HONG KONG • The sacking of a respected Hong Kong newspaper editor has triggered a furious backlash from journalists and pro-democracy campaigners, in what was seen as the latest blow to press freedom in the city.
Mr Keung Kwok-yuen was fired overnight from investigative newspaper Ming Pao, whose former chief editor was stabbed by masked attackers in the street two years ago.
His sacking coincided with Ming Pao publishing a front-page story yesterday linking top Hong Kong businessmen and politicians to new revelations from the Panama Papers leak.
According to a statement by the Ming Pao Staff Association, Mr Keung was fired in the early hours of yesterday morning in what was billed as a streamlining exercise.
"The association... questions the company's surface reason of saving resources," it said. "It is penalising editorial personnel with different opinions."
The decision (to sack Mr Keung) has set all the alarm bells ringing. The whole profession is trembling like a leaf because of political and economic pressures.
MS EMILY LAU, chairman of Hong Kong's Democratic Party, on the sacking of Mr Keung Kwok-yuen, editor of the investigative newspaper Ming Pao.
It added that members were "extremely angry and dissatisfied".
Reporters said the decision to sack Mr Keung was taken by Malaysian chief editor Chong Tien Siong, who is seen as pro-Beijing.
Mr Chong was brought in two years ago to replace veteran investigative journalist Kevin Lau, triggering protests by newspaper staff.
Soon after, Mr Lau was stabbed in the street, leaving him severely wounded, sparking major concerns over reporting freedoms.
"The decision (to sack Mr Keung) has set all the alarm bells ringing," said Ms Emily Lau, chairman of Hong Kong's Democratic Party.
"The whole profession is trembling like a leaf because of political and economic pressures."
The Hong Kong Journalists Association said reporters were in shock over Mr Keung's sacking and described the reasons as "far-fetched".

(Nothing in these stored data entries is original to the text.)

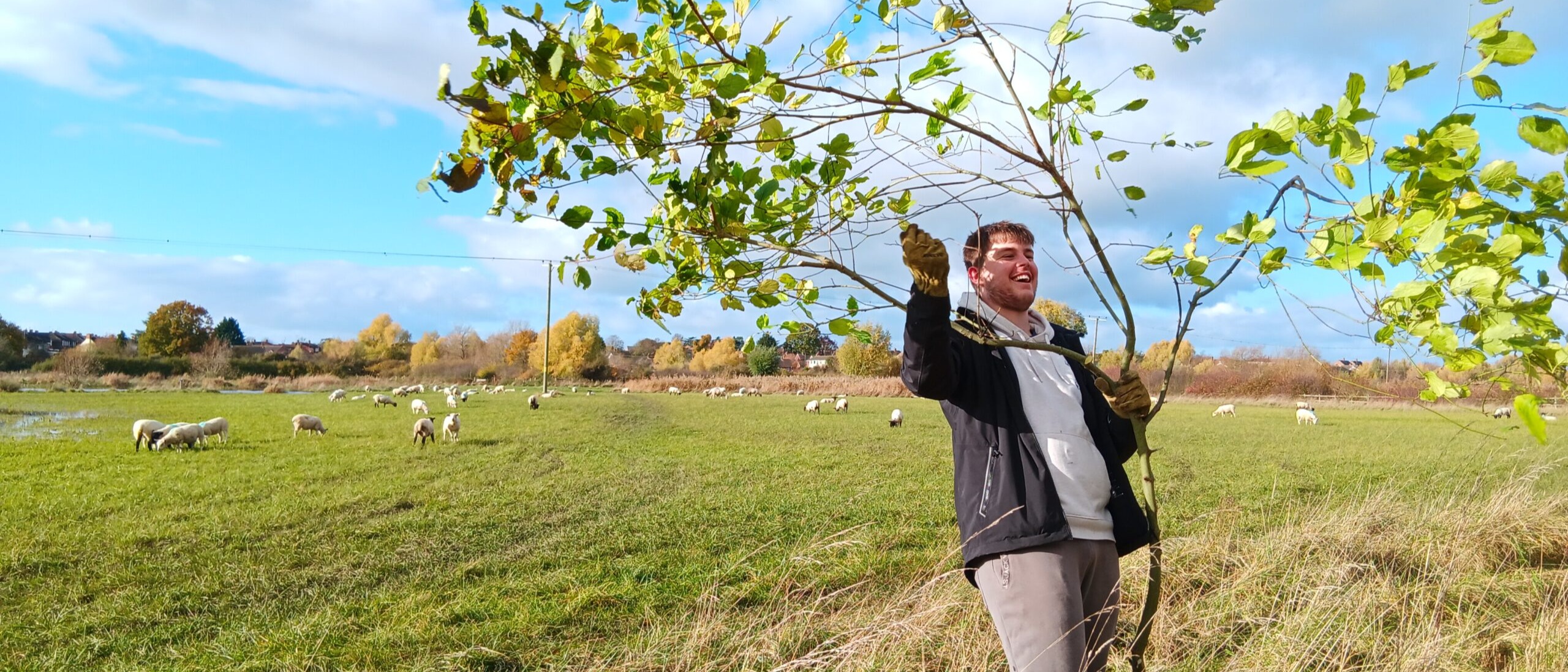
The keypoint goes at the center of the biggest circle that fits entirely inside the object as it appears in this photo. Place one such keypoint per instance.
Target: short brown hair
(979, 242)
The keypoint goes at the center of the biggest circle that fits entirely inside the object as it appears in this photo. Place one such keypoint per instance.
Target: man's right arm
(930, 367)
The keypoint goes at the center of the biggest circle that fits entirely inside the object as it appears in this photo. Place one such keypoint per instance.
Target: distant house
(51, 344)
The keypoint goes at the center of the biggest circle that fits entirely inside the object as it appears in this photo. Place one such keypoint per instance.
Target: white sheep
(216, 428)
(424, 431)
(141, 429)
(308, 423)
(183, 434)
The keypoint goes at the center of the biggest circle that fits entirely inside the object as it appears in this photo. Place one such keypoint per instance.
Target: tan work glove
(927, 260)
(1131, 400)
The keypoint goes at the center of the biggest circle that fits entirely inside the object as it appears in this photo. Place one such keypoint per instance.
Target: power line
(119, 238)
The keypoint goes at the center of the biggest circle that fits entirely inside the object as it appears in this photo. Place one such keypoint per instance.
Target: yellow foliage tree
(519, 347)
(426, 352)
(670, 356)
(718, 358)
(869, 359)
(576, 347)
(385, 339)
(1159, 355)
(1057, 312)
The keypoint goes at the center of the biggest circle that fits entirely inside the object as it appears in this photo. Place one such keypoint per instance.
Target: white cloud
(44, 41)
(281, 97)
(170, 135)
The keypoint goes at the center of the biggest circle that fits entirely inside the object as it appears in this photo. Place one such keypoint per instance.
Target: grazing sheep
(424, 431)
(308, 423)
(216, 428)
(181, 434)
(141, 429)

"We are deeply worried and unsettled about the space and degree of freedom for local news," it said in a statement.
Fears are growing in the semi-autonomous city that China is tightening its political grip in a number of areas, including pressurising and influencing the local media.
In a new report yesterday, campaigning non-governmental organisation Reporters Without Borders said that Hong Kong's press freedoms had dipped slightly last year - the city is now ranked 69th in the world.
Its report said the Hong Kong media could still cover sensitive stories but "the need to fight to protect their editorial positions from Beijing's influence is increasingly noticeable".